Les baleines bleues pourraient ingérer jusqu’à 10 millions de morceaux de plastique chaque jour
Nous savons que les animaux marins de toutes tailles consomment par inadvertance des matières plastiques lorsqu’ils se déplacent dans l’océan, mais à quoi ressemble ce régime pour les plus grands d’entre eux ? Pour répondre à cette question, des scientifiques de l’université Stanford (États-Unis) ont analysé les habitudes de recherche de nourriture des baleines au large des côtes californiennes et ils ont découvert que les baleines bleues (image d’entête) absorbent environ 10 millions de morceaux de plastique chaque jour.
L’étude s’inscrit dans le prolongement des recherches sur le terrain menées par des biologistes et des océanographes de Stanford, qui représentent plus d’une décennie de données sur les baleines et leurs habitudes alimentaires. Cela implique des observations par drone, des marquages non invasifs et l’utilisation de petits navires de recherche et d’ondes sonores pour cartographier les rassemblements denses de poissons et de krill dans les zones d’alimentation des baleines.
Pour la première fois, les chercheurs ont combiné ces informations avec des mesures des concentrations de microplastiques dans la colonne d’eau au large de la Californie. La nouvelle analyse a montré que les baleines se nourrissent principalement à une profondeur de 50 à 250 mètres sous la surface, où l’on trouve les plus fortes concentrations de microplastiques en haute mer.
Mais plutôt que d’aspirer les microplastiques avec de l’eau de mer lorsqu’elles ouvrent la bouche et se jettent sur des nuées de krill et de poissons, les scientifiques ont découvert que les baleines consomment les fragments comme elles mangent leur proie. Pour les baleines bleues, la plus grande créature de la planète dont le régime alimentaire se compose essentiellement de krill, cela signifie qu’elles ingèrent environ 10 millions de petits morceaux de plastique par jour.
Selon Matthew Savoca, coauteur de l’étude (lien plus bas) :
Elles se situent plus bas dans la chaîne alimentaire que ce à quoi on pourrait s’attendre en raison de leur taille massive, ce qui les place plus près de l’endroit où le plastique se trouve dans l’eau. Il n’y a qu’un seul lien : Le krill mange le plastique, puis la baleine mange le krill.
Dans le cadre de leur analyse, l’équipe a également examiné les impacts sur les baleines à bosse, qui se nourrissent principalement de harengs et d’anchois et dont on a constaté qu’elles ingéraient environ 200 000 morceaux de microplastique par jour. Les rorquals communs, quant à eux, se nourrissent de krill et de poisson et ingèrent entre 3 et 10 millions de microplastiques par jour. Le fait que les plastiques soient consommés en même temps que les proies préoccupe les scientifiques, qui se questionnent encore sur les répercussions inconnues dans la nutrition des animaux.

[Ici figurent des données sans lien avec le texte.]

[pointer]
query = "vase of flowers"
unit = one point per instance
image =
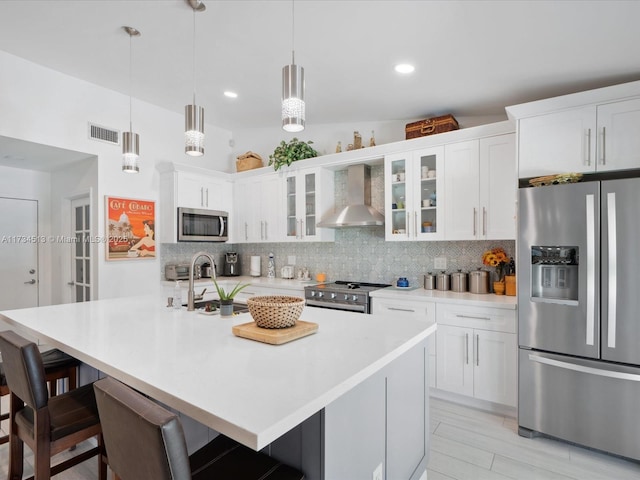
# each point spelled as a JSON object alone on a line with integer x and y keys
{"x": 498, "y": 259}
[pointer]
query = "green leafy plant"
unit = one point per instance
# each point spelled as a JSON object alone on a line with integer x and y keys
{"x": 287, "y": 153}
{"x": 231, "y": 294}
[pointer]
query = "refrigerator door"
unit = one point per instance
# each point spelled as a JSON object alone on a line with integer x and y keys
{"x": 620, "y": 300}
{"x": 564, "y": 218}
{"x": 589, "y": 402}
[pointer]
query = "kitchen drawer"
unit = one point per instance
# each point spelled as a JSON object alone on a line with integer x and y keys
{"x": 484, "y": 318}
{"x": 404, "y": 308}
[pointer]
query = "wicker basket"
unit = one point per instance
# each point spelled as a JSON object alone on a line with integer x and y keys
{"x": 275, "y": 311}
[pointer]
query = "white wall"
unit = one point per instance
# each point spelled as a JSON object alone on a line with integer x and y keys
{"x": 44, "y": 106}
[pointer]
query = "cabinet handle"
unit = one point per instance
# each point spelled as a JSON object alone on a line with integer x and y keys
{"x": 603, "y": 147}
{"x": 484, "y": 221}
{"x": 474, "y": 222}
{"x": 472, "y": 317}
{"x": 466, "y": 348}
{"x": 587, "y": 149}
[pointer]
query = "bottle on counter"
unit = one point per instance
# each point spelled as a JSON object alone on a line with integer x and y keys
{"x": 177, "y": 296}
{"x": 271, "y": 268}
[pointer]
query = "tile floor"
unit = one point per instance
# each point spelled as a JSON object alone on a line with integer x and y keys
{"x": 466, "y": 444}
{"x": 469, "y": 444}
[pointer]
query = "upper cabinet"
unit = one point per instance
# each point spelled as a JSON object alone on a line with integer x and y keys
{"x": 308, "y": 194}
{"x": 589, "y": 132}
{"x": 413, "y": 209}
{"x": 193, "y": 189}
{"x": 481, "y": 187}
{"x": 258, "y": 206}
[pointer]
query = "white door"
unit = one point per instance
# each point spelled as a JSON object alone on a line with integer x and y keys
{"x": 18, "y": 253}
{"x": 81, "y": 250}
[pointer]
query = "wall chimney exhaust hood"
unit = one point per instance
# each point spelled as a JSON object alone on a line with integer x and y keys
{"x": 358, "y": 212}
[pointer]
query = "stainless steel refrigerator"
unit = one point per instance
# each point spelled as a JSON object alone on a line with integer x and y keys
{"x": 579, "y": 314}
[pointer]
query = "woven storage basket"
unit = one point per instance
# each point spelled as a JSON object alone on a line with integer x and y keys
{"x": 275, "y": 311}
{"x": 431, "y": 126}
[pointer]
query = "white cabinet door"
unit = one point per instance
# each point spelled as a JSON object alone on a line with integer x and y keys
{"x": 498, "y": 188}
{"x": 619, "y": 135}
{"x": 309, "y": 194}
{"x": 454, "y": 369}
{"x": 414, "y": 195}
{"x": 462, "y": 186}
{"x": 494, "y": 370}
{"x": 558, "y": 142}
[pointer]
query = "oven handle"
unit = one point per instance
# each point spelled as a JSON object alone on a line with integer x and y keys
{"x": 336, "y": 306}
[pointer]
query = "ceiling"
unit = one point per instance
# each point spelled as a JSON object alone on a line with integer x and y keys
{"x": 472, "y": 57}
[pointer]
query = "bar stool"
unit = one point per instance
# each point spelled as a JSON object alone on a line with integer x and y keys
{"x": 130, "y": 420}
{"x": 57, "y": 366}
{"x": 48, "y": 425}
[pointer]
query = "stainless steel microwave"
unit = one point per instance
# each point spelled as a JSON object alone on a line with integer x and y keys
{"x": 199, "y": 225}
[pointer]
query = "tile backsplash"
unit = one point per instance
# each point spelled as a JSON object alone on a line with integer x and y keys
{"x": 358, "y": 253}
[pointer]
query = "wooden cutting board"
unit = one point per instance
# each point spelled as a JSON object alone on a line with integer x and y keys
{"x": 274, "y": 336}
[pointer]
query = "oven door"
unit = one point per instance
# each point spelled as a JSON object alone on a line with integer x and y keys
{"x": 337, "y": 306}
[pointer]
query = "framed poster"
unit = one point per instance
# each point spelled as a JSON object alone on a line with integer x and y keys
{"x": 131, "y": 228}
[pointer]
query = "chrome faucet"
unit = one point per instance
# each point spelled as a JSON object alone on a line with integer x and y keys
{"x": 192, "y": 266}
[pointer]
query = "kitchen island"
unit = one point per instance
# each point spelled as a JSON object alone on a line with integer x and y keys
{"x": 348, "y": 377}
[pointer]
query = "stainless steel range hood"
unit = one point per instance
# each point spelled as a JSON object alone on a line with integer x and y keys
{"x": 358, "y": 212}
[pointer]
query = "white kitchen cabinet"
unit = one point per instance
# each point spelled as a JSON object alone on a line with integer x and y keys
{"x": 413, "y": 193}
{"x": 481, "y": 189}
{"x": 587, "y": 139}
{"x": 198, "y": 191}
{"x": 258, "y": 214}
{"x": 192, "y": 189}
{"x": 421, "y": 309}
{"x": 308, "y": 194}
{"x": 476, "y": 349}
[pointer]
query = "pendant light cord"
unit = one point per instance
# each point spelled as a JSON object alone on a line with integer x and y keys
{"x": 194, "y": 56}
{"x": 293, "y": 27}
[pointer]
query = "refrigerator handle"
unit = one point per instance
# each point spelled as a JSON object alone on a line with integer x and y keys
{"x": 591, "y": 268}
{"x": 613, "y": 270}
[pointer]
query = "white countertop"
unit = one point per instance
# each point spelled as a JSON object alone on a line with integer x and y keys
{"x": 250, "y": 391}
{"x": 440, "y": 296}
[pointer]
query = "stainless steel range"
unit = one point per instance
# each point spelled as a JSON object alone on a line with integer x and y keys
{"x": 342, "y": 295}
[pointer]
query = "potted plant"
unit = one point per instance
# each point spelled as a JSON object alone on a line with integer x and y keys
{"x": 287, "y": 153}
{"x": 226, "y": 297}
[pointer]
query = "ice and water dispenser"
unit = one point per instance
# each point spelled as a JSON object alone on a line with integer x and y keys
{"x": 554, "y": 273}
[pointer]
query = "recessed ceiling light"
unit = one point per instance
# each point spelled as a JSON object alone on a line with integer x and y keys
{"x": 404, "y": 68}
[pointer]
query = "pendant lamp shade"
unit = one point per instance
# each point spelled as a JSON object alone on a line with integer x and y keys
{"x": 293, "y": 108}
{"x": 130, "y": 152}
{"x": 194, "y": 130}
{"x": 130, "y": 140}
{"x": 193, "y": 114}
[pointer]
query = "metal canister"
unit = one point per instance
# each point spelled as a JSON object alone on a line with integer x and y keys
{"x": 479, "y": 281}
{"x": 429, "y": 281}
{"x": 459, "y": 281}
{"x": 442, "y": 281}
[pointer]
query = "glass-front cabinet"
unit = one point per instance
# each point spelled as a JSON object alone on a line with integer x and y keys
{"x": 309, "y": 195}
{"x": 413, "y": 182}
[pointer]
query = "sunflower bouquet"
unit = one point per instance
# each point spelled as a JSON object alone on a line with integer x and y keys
{"x": 497, "y": 258}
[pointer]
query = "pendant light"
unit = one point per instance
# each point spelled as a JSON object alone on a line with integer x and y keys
{"x": 193, "y": 114}
{"x": 130, "y": 140}
{"x": 293, "y": 113}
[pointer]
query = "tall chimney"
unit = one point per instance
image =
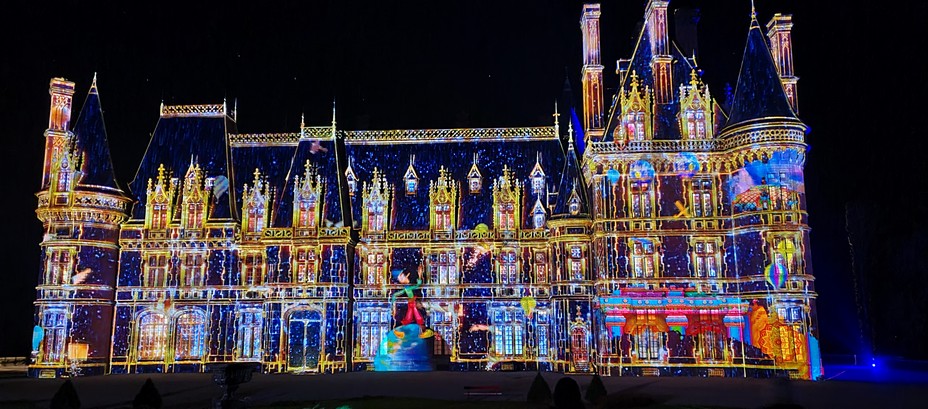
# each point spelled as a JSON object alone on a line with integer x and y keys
{"x": 779, "y": 33}
{"x": 592, "y": 73}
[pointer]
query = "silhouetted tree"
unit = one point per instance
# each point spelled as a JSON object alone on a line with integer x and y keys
{"x": 539, "y": 393}
{"x": 596, "y": 392}
{"x": 66, "y": 397}
{"x": 148, "y": 397}
{"x": 567, "y": 394}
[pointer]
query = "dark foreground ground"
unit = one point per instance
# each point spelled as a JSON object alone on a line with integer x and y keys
{"x": 846, "y": 387}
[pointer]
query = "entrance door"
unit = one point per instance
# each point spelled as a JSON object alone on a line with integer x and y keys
{"x": 580, "y": 349}
{"x": 304, "y": 346}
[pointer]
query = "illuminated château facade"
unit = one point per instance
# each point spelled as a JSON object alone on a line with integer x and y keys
{"x": 667, "y": 236}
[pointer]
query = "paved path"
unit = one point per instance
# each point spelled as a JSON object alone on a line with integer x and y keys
{"x": 196, "y": 390}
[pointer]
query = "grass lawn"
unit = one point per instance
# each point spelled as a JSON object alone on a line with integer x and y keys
{"x": 378, "y": 402}
{"x": 414, "y": 403}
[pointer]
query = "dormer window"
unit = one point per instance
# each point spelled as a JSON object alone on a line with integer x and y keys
{"x": 375, "y": 216}
{"x": 306, "y": 197}
{"x": 538, "y": 215}
{"x": 574, "y": 206}
{"x": 351, "y": 178}
{"x": 474, "y": 178}
{"x": 634, "y": 125}
{"x": 411, "y": 178}
{"x": 695, "y": 109}
{"x": 636, "y": 111}
{"x": 538, "y": 176}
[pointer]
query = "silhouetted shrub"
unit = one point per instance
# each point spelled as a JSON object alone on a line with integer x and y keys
{"x": 539, "y": 392}
{"x": 148, "y": 397}
{"x": 567, "y": 394}
{"x": 596, "y": 392}
{"x": 66, "y": 397}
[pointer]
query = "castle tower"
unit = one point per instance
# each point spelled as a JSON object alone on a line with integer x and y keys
{"x": 593, "y": 119}
{"x": 779, "y": 285}
{"x": 779, "y": 32}
{"x": 81, "y": 208}
{"x": 572, "y": 290}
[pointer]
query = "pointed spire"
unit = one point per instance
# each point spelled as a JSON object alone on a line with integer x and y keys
{"x": 90, "y": 142}
{"x": 759, "y": 93}
{"x": 93, "y": 84}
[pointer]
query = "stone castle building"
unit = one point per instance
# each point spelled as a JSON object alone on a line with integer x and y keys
{"x": 661, "y": 232}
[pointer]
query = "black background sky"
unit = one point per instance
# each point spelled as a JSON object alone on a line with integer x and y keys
{"x": 421, "y": 64}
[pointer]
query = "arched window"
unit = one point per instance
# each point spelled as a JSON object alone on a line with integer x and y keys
{"x": 375, "y": 216}
{"x": 305, "y": 265}
{"x": 190, "y": 336}
{"x": 155, "y": 270}
{"x": 250, "y": 327}
{"x": 307, "y": 212}
{"x": 55, "y": 325}
{"x": 159, "y": 215}
{"x": 443, "y": 216}
{"x": 508, "y": 331}
{"x": 153, "y": 329}
{"x": 508, "y": 267}
{"x": 376, "y": 267}
{"x": 507, "y": 217}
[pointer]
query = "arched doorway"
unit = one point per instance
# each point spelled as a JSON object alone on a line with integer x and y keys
{"x": 304, "y": 340}
{"x": 580, "y": 348}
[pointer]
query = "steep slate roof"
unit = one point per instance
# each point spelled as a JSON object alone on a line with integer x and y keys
{"x": 90, "y": 139}
{"x": 411, "y": 212}
{"x": 179, "y": 136}
{"x": 571, "y": 180}
{"x": 759, "y": 93}
{"x": 273, "y": 160}
{"x": 666, "y": 126}
{"x": 320, "y": 153}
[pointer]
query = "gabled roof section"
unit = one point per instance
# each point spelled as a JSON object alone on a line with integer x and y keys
{"x": 319, "y": 153}
{"x": 182, "y": 132}
{"x": 90, "y": 139}
{"x": 571, "y": 188}
{"x": 759, "y": 93}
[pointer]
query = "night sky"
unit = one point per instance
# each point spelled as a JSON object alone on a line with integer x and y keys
{"x": 427, "y": 64}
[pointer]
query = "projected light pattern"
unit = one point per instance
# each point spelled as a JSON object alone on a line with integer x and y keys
{"x": 675, "y": 242}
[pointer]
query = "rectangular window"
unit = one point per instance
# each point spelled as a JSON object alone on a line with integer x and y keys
{"x": 305, "y": 265}
{"x": 375, "y": 216}
{"x": 59, "y": 265}
{"x": 701, "y": 197}
{"x": 508, "y": 267}
{"x": 541, "y": 267}
{"x": 159, "y": 215}
{"x": 443, "y": 267}
{"x": 252, "y": 268}
{"x": 193, "y": 269}
{"x": 443, "y": 217}
{"x": 508, "y": 331}
{"x": 307, "y": 213}
{"x": 641, "y": 198}
{"x": 194, "y": 215}
{"x": 374, "y": 324}
{"x": 441, "y": 322}
{"x": 55, "y": 325}
{"x": 250, "y": 328}
{"x": 376, "y": 268}
{"x": 507, "y": 218}
{"x": 541, "y": 332}
{"x": 152, "y": 333}
{"x": 643, "y": 258}
{"x": 190, "y": 336}
{"x": 706, "y": 258}
{"x": 155, "y": 270}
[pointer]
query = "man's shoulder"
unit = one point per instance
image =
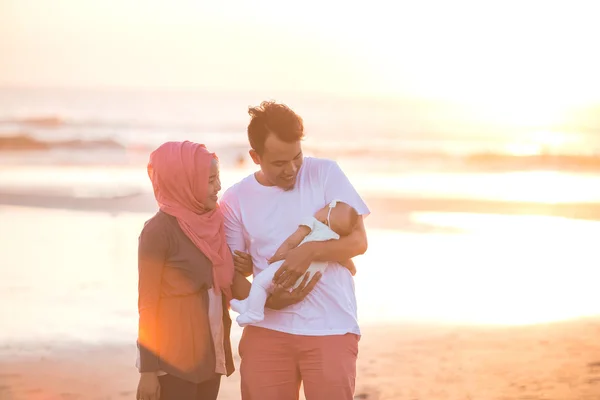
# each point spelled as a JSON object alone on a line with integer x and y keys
{"x": 232, "y": 193}
{"x": 319, "y": 168}
{"x": 318, "y": 162}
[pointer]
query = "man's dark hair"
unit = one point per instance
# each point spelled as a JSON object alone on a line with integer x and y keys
{"x": 273, "y": 118}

Selon l’auteure principale, Shirel Kahane-Rapport :
Nous avons besoin de davantage de recherches pour comprendre si le krill qui consomme des microplastiques devient moins riche en huile, et si les poissons peuvent être moins charnus, moins gras, tout cela parce qu’ils ont mangé des microplastiques qui leur donnent l’idée qu’ils sont rassasiés. Si les zones sont denses en proies mais pas nutritifs, c’est une perte de temps pour eux, car ils ont mangé quelque chose qui est essentiellement un déchet.
En apprendre davantage sur les impacts nutritionnels de cette pollution aux microplastiques fait partie des prochaines étapes pour les chercheurs, tout comme les efforts pour mieux comprendre les forces océaniques qui conduisent à son accumulation en plaques denses au milieu des proies des baleines.
Selon le coauteur de l’étude, Jeremy Goldbogen :
Comprendre davantage la biologie de base des baleines à fanons et des écosystèmes baleiniers grâce à l’utilisation de nouvelles technologies comme les drones, les balises de biologisation et les échosondeurs nous permet de mener d’importantes recherches translationnelles en matière de durabilité et au-delà.
L’étude publiée dans Nature Communications : Field measurements reveal exposure risk to microplastic ingestion by filter-feeding megafauna et présentée sur le site de l’Université Stanford : How much microplastic do whales eat? Up to 10 million pieces per day, Stanford research finds.